Published on Fri, Aug 16,2013 | 14:09, Updated at Fri, Aug 16 at 14:13Source : 

By: Rohan K Phatarphekar, Head – Transfer Pricing, KPMG India

To alleviate uncertainty faced by taxpayers and at the same time ensure an acceptable level of taxable profit, introduction of the much awaited safe harbor provisions appears to be a step towards mitigating litigation. The safe harbour rules however seem to be covering relatively smaller players in the IT/ITES and KPO sectors. It seems that the Indian head-quartered companies which are also facing considerable transfer pricing litigation and uncertainty may not be able to benefit from these rules.

The prescribed cost plus ratios appear to be above the taxpayer’s expectations for KPO services and Contract R&D services sector. Further, controversies may arise on categorization of taxpayers into sectors like software development v/s Contract R&D in software development, ITES v/s KPO services etc.

The safe harbour on Intra-group loans to non-resident Wholly Owned Subsidiary, applies in case loans are sourced in Indian Rupee, practically such loans would be advanced in foreign currency. Application of SBI base rates i.e. a domestic lending rate to foreign currency lendings seem to be on higher side from a taxpayer’s perspective.

Safe harbour Rules are generally not considered to meet the Arms Length Standard and may result in double taxation. Further, considering a tax payer opting for safe harbour rules shall not be able to invoke Mutual Agreement Procedure, risk of double taxation would not be mitigated.

The provision pertaining to maintenance of mandatory documentation and filing of Accountants Report may be perceived as burdensome by tax payers opting for safe harbour rules.

The elaboration of operating expense and revenue will provide much needed guidance to taxpayers as well as revenue authorities in computing operating margins.

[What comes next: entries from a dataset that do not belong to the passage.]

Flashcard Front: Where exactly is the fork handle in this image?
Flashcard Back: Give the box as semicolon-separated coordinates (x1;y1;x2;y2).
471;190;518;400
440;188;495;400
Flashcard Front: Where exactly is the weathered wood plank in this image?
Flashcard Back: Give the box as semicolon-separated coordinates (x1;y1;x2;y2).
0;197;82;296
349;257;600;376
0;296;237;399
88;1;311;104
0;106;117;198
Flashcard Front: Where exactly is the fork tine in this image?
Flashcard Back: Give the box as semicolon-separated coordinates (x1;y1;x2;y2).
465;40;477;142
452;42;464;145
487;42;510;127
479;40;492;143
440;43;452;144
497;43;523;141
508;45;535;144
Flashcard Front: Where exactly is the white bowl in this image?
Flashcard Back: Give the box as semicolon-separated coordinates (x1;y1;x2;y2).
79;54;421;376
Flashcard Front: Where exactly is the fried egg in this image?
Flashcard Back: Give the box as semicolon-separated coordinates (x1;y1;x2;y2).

Generally, safe harbors provide for circumstances in which a certain category of taxpayers can follow a simple set of rules under which transfer prices are automatically accepted by the revenue authorities. Safe harbor provisions essentially aim to benefit taxpayers and tax administrators with benefits of compliance relief, administrative simplicity and certainty. Considering that revenue authorities have solicited suggestions on the draft rules, taxpayers could avail this opportunity to make appropriate representations enabling a more viable safe harbour regime in India.